My director mate dropped this bomb: "Feels like this might be the last year we're actually making stuff. Before AI takes over."

And I'm sat here delivering five variations of an animation - 4K, usable quality - before lunch. What used to take me a week (and some mental breakdowns).

Because in a way, my wildest dreams came true. What I always knew was coming - molding images with our minds, dreaming up worlds and stepping inside them. But if everyone can do it, what are we even for anymore? Living the dream, right?

Have idea, skip struggle, get result. Here's what's doing my head in - Huxley wrote about how most people's lives are either painful or so bloody monotonous that the urge to escape becomes "one of the principal appetites of the soul." Art, religion, festivals, dancing... he called these "Doors in the Wall." Ways out of the everyday.

That's what we do. We build doors.

The AI prompter can generate a thousand doorways, but they all lead nowhere. Like my art school portfolio. Like that Breaking Bad scene where Walt's under the floorboards - fifteen years later, still haunts me. Some human held that shot thirteen seconds too long. That's a door that leads somewhere.

My advertising photographer father-in-law told me something brilliant - back in his day, photos went to the lab at 4pm. Done. No more fiddling. Just dinner with clients.

We had these beautiful bottlenecks. Runners cycling hard drives across town. Like drug dealers but with After Effects projects. Render times that forced you to go for a walk. Or to the pub. Usually the pub. Timelines that said "deliver in 8 weeks."

Those limitations were our friends. They built thinking time into the process.

Now I can iterate forever. Version 97 at 3am. The client can have unlimited revisions because technically, everything's possible.

But here's the thing - we're not making content. We're making doors that actually work. That connect humans. That connect us to nature. To reality.

The machines can generate endless hallways of nothing. But they can't build a door worth walking through.

So maybe it's not the last year. Maybe it's the year we remember why we started building doors in the first place. Maybe we need to build our limitations back in.

Though I must admit, I don't miss three-day renders. I'm nostalgic, not insane.

What's Next?

Making more videos, obviously. You've convinced me we need to keep talking about this stuff. Ideas brewing:

  • "The Crazyfrogification of Culture" (inspired by my 5-year-old's music taste)

  • "The Terror of John Titor" (And how we need to be nice to 15-year-old doomscrollers)

  • "What you don’t know" (about making visible the unknown as artists)

The Real Talk

Tim van der Wiel said: "We overestimate capabilities short term but underestimate them long term."
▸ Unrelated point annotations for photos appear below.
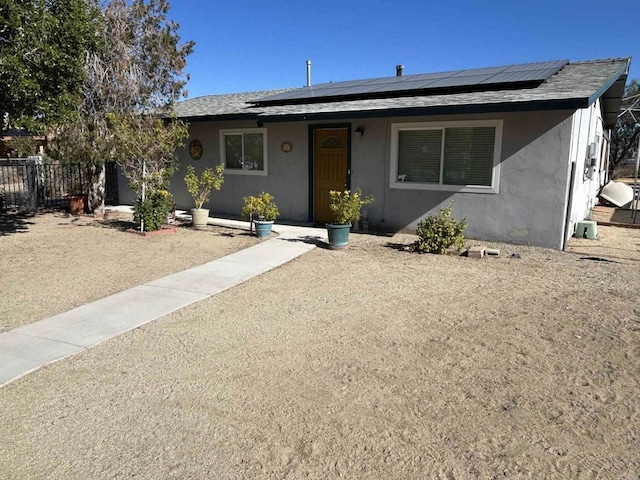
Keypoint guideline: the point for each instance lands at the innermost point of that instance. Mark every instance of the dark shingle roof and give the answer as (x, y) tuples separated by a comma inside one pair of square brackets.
[(577, 85)]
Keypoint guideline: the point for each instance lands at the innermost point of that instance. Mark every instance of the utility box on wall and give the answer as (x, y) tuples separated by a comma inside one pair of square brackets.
[(586, 229)]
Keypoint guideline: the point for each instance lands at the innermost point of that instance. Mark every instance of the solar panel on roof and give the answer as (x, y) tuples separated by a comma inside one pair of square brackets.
[(508, 76)]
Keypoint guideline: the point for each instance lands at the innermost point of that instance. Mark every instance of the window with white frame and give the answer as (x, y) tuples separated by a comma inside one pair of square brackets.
[(244, 151), (460, 156)]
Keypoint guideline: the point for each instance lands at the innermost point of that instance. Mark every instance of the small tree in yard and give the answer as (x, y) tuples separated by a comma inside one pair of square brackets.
[(136, 68), (146, 154), (624, 139), (437, 233), (200, 188)]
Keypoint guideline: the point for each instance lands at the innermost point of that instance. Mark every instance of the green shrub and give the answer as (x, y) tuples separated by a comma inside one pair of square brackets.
[(153, 210), (345, 205), (200, 187), (437, 233)]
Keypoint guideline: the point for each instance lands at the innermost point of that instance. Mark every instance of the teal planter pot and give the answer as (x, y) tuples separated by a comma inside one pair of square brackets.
[(338, 235), (263, 228)]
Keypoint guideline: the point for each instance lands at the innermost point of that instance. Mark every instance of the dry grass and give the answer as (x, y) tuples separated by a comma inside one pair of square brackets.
[(369, 362)]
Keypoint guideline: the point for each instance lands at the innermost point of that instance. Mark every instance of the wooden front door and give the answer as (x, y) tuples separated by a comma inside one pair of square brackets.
[(330, 168)]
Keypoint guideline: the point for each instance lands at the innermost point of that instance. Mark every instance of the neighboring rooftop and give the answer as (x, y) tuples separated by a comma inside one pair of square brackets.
[(573, 85)]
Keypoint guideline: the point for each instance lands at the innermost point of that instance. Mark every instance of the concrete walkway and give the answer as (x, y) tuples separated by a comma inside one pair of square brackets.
[(32, 346)]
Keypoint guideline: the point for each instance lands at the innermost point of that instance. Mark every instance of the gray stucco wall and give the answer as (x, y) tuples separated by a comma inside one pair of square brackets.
[(529, 207)]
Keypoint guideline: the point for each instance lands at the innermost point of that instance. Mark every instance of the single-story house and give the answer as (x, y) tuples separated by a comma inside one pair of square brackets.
[(520, 150)]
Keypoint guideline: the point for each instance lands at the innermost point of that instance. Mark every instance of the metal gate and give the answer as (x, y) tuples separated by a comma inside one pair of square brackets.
[(30, 184)]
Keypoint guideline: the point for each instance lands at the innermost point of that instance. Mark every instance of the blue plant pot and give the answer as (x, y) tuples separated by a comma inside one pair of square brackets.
[(338, 235), (263, 228)]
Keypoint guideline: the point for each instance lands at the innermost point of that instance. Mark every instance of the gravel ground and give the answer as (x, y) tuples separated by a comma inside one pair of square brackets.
[(368, 362)]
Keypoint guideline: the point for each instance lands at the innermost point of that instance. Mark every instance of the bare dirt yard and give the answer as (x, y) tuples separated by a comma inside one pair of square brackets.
[(369, 362)]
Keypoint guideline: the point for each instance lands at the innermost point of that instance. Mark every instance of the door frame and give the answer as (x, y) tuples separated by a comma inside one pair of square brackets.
[(311, 142)]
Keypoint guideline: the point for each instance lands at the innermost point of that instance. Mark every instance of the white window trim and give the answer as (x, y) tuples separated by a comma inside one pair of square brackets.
[(223, 156), (394, 182)]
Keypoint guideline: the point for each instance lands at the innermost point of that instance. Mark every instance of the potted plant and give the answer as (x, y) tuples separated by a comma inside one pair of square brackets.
[(261, 211), (345, 206), (200, 189)]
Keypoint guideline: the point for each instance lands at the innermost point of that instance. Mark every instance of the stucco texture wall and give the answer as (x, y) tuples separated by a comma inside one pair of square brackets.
[(530, 205)]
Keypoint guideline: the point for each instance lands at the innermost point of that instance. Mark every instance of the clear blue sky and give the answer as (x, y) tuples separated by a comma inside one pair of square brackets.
[(249, 45)]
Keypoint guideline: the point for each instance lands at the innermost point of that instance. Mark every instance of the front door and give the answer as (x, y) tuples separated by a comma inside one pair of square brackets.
[(330, 168)]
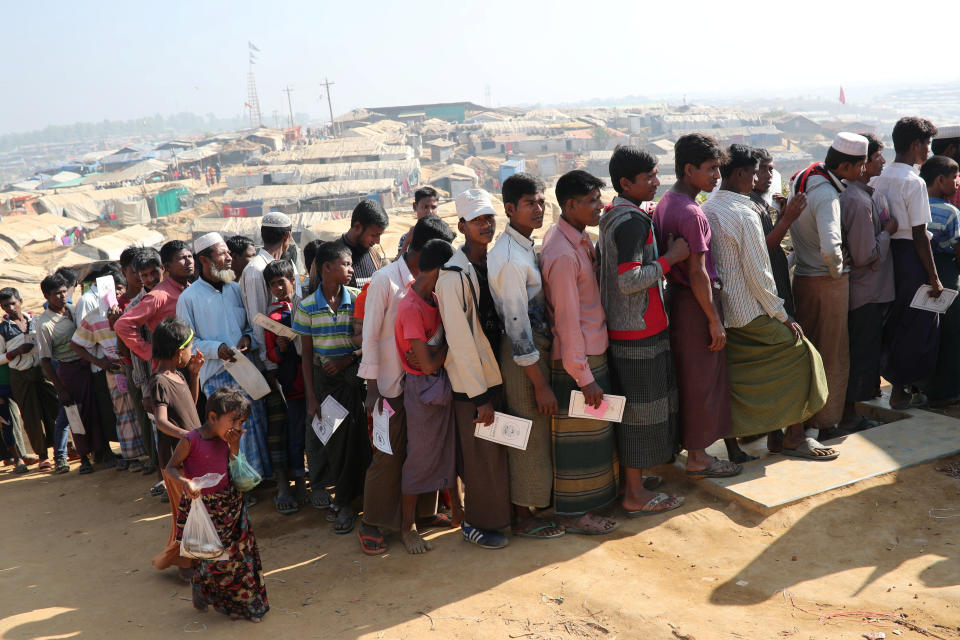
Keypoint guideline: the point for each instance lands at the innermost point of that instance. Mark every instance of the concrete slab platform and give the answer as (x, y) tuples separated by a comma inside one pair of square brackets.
[(774, 481)]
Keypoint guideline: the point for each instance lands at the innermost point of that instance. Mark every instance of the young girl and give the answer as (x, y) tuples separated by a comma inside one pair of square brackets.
[(175, 413), (234, 586)]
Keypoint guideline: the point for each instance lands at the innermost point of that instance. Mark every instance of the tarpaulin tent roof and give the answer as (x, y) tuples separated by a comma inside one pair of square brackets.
[(110, 246)]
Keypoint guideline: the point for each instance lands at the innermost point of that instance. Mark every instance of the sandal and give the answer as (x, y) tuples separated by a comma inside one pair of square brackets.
[(345, 521), (592, 525), (536, 529), (481, 538), (660, 503), (806, 451), (286, 505), (716, 469), (372, 545)]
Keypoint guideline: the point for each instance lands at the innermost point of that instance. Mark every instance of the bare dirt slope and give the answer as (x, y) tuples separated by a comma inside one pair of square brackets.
[(76, 551)]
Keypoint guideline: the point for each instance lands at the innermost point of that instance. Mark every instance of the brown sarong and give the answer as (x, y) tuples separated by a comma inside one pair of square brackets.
[(531, 470), (822, 303), (482, 467), (702, 381), (381, 493)]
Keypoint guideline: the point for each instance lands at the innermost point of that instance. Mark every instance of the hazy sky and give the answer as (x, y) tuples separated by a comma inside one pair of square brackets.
[(85, 61)]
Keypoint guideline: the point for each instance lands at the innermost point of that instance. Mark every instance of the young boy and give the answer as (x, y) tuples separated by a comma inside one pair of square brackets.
[(425, 202), (471, 325), (280, 278), (381, 367), (583, 450), (430, 463), (96, 342), (517, 288), (940, 175), (324, 322), (697, 336), (911, 336), (632, 275)]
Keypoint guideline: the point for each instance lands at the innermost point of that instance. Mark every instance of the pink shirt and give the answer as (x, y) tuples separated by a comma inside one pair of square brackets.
[(568, 264), (154, 307)]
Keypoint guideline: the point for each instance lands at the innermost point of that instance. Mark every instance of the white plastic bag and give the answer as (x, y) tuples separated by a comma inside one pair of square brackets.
[(200, 539)]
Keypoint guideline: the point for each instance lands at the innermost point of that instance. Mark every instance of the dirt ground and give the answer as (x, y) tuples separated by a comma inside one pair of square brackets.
[(76, 554)]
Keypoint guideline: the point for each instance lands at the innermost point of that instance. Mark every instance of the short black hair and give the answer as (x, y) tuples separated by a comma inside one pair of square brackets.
[(170, 249), (576, 184), (69, 276), (278, 269), (835, 158), (937, 166), (435, 254), (369, 213), (909, 130), (309, 252), (228, 400), (238, 244), (147, 258), (168, 337), (430, 227), (738, 156), (874, 144), (274, 235), (763, 156), (627, 162), (519, 185), (52, 283), (330, 251), (695, 149), (424, 192), (128, 256)]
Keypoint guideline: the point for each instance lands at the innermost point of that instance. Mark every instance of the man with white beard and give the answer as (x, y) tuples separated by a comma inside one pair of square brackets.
[(213, 307)]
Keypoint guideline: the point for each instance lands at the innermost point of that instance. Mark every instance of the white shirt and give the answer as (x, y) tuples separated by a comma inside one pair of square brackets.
[(907, 193), (257, 297), (517, 289), (381, 360), (741, 258)]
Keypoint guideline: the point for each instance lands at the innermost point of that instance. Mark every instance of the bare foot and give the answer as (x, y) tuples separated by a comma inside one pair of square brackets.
[(413, 542)]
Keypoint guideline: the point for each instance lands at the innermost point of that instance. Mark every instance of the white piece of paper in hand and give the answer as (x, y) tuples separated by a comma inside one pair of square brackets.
[(106, 294), (247, 376), (611, 408), (332, 415), (923, 301), (73, 418), (506, 430), (381, 428)]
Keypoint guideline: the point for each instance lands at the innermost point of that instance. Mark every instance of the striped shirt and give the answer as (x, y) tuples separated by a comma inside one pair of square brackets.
[(332, 331), (944, 225), (740, 254)]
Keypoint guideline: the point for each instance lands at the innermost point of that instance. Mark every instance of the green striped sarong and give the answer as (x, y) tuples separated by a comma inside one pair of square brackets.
[(584, 451), (775, 380)]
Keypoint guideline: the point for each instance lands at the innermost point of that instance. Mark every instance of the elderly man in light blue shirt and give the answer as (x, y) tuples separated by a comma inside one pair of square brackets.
[(213, 307)]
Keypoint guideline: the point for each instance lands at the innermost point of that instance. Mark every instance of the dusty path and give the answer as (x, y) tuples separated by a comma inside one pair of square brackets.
[(74, 562)]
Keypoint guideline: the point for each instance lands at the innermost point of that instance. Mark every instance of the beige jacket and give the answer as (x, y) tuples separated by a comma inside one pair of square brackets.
[(470, 363)]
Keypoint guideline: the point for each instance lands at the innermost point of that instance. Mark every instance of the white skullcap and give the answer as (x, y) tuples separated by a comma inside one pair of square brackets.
[(276, 219), (206, 241), (852, 144), (949, 131), (474, 203)]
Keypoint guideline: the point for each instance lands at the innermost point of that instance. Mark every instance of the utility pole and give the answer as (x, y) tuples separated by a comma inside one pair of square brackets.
[(326, 83), (288, 91)]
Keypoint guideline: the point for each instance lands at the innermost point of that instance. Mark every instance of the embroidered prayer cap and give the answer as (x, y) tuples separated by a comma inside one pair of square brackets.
[(949, 131), (474, 203), (206, 241), (852, 144), (276, 219)]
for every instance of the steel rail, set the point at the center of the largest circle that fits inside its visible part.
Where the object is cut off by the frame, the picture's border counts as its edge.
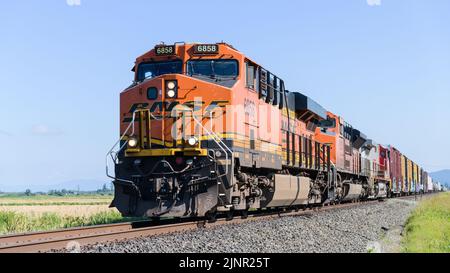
(61, 239)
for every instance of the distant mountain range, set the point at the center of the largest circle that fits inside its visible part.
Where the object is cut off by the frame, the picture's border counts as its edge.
(442, 176)
(82, 185)
(92, 185)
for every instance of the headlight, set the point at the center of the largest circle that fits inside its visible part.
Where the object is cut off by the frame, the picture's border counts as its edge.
(132, 143)
(171, 89)
(192, 141)
(171, 85)
(171, 93)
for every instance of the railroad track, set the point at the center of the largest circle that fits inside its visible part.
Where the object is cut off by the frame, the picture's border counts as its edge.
(77, 237)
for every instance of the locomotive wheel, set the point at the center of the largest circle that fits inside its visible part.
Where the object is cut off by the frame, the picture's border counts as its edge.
(230, 215)
(211, 217)
(244, 214)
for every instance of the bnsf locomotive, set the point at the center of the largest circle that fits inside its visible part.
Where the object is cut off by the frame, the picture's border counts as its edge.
(205, 130)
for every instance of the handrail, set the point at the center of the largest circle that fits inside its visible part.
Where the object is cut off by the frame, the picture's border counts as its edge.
(219, 143)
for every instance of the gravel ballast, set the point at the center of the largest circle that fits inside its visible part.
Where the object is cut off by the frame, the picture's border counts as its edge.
(354, 230)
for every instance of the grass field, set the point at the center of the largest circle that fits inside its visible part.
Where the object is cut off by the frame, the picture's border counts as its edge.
(40, 213)
(428, 228)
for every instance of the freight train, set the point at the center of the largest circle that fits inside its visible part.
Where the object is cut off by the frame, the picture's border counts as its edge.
(205, 130)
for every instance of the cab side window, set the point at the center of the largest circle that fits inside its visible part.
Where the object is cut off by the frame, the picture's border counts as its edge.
(250, 75)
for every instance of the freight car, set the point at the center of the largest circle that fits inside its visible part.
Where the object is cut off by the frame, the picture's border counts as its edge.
(204, 130)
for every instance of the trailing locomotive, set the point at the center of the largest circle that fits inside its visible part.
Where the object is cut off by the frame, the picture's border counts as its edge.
(205, 130)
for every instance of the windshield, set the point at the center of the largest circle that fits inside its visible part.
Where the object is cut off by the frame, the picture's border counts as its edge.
(155, 69)
(213, 68)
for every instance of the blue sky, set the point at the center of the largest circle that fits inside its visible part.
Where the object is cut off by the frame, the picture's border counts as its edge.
(383, 65)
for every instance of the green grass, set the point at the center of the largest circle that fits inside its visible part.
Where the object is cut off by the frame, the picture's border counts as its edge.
(14, 222)
(428, 228)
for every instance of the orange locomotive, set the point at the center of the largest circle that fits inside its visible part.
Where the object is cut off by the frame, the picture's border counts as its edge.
(206, 130)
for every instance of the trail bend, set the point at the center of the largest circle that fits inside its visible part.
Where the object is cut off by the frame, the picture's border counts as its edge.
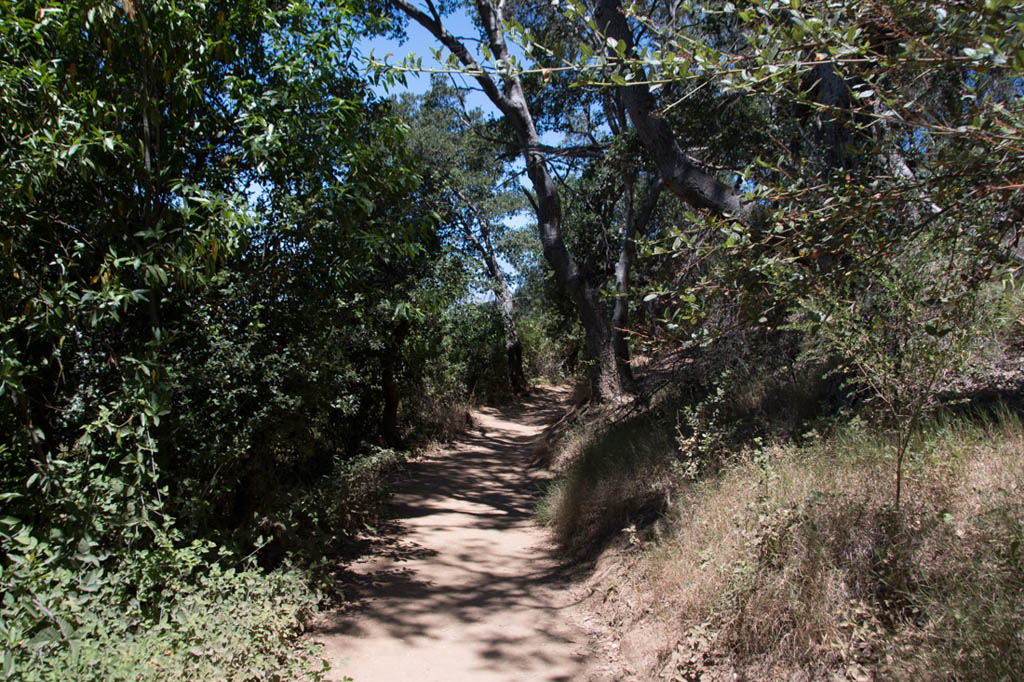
(465, 587)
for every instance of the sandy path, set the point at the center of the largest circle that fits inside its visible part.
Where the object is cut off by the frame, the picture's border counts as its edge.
(466, 587)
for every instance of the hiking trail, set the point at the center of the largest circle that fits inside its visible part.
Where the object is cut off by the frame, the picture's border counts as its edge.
(464, 586)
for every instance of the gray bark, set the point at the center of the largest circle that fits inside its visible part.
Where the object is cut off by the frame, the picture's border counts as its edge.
(621, 314)
(511, 100)
(680, 175)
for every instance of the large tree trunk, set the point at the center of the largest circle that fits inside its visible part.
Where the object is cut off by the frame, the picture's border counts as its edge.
(635, 219)
(511, 100)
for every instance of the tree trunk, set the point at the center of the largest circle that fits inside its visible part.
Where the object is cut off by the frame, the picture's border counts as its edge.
(511, 100)
(389, 386)
(513, 347)
(483, 245)
(621, 314)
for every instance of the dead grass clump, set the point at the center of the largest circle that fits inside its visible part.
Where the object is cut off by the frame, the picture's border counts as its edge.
(797, 560)
(613, 475)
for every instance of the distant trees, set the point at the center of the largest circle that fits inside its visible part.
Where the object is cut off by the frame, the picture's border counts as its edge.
(211, 250)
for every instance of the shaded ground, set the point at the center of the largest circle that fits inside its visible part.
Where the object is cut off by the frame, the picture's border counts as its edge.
(464, 585)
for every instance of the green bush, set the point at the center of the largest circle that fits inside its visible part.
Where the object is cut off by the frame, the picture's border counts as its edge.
(101, 586)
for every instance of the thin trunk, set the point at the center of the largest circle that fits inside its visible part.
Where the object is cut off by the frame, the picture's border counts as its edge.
(511, 100)
(484, 246)
(513, 347)
(621, 314)
(681, 176)
(389, 385)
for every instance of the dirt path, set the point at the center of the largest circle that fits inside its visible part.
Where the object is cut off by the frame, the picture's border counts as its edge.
(466, 587)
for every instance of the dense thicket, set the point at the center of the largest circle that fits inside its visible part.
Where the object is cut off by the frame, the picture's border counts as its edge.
(233, 280)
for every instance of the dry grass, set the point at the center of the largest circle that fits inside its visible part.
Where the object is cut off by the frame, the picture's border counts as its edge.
(798, 562)
(790, 562)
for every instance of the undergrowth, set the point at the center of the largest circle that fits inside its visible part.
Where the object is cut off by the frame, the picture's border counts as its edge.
(790, 558)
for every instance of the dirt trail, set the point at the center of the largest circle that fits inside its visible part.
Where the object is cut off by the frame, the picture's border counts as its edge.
(465, 588)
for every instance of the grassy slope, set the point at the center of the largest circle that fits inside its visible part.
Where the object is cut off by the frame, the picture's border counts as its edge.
(790, 560)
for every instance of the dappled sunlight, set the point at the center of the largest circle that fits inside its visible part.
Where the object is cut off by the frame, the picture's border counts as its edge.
(462, 585)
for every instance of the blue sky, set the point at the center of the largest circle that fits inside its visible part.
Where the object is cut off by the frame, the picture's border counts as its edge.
(420, 42)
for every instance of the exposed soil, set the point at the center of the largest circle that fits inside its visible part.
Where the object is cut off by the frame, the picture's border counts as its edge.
(464, 585)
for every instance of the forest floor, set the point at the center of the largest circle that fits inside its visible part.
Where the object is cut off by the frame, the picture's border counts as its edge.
(463, 585)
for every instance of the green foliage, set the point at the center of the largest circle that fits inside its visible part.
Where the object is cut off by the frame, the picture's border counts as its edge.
(209, 240)
(103, 587)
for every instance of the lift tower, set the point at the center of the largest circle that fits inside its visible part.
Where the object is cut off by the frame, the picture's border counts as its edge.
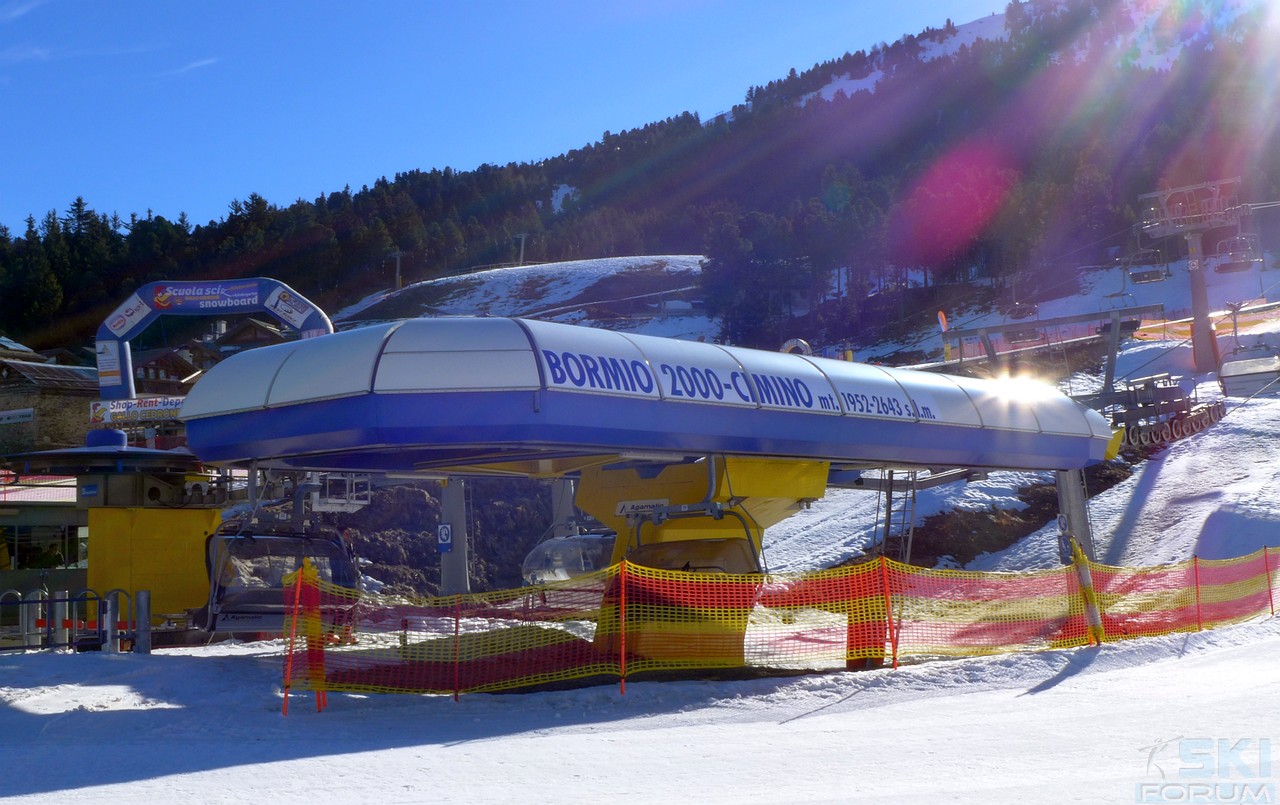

He's right. This isn't about AI being good or bad. It's about remembering why we do this. As Martin Nebelong put it: "The struggle IS an important part of the creative journey."

To Sjoerd Olislagers who said "Let's educate our clients" - mate, let's start by educating ourselves. We're all figuring this out together.

And to Marko Prpić who said "I'll just continue living in the last year" - honestly? Mood.

Thanks, You Beautiful Weirdos

To everyone who watched, commented, shared, or DMed me their own panic - you've turned my existential crisis into something meaningful.

#beautifulbottlenecks

P.S. - My daughter's still listening to Crazy Frog on repeat. Send help.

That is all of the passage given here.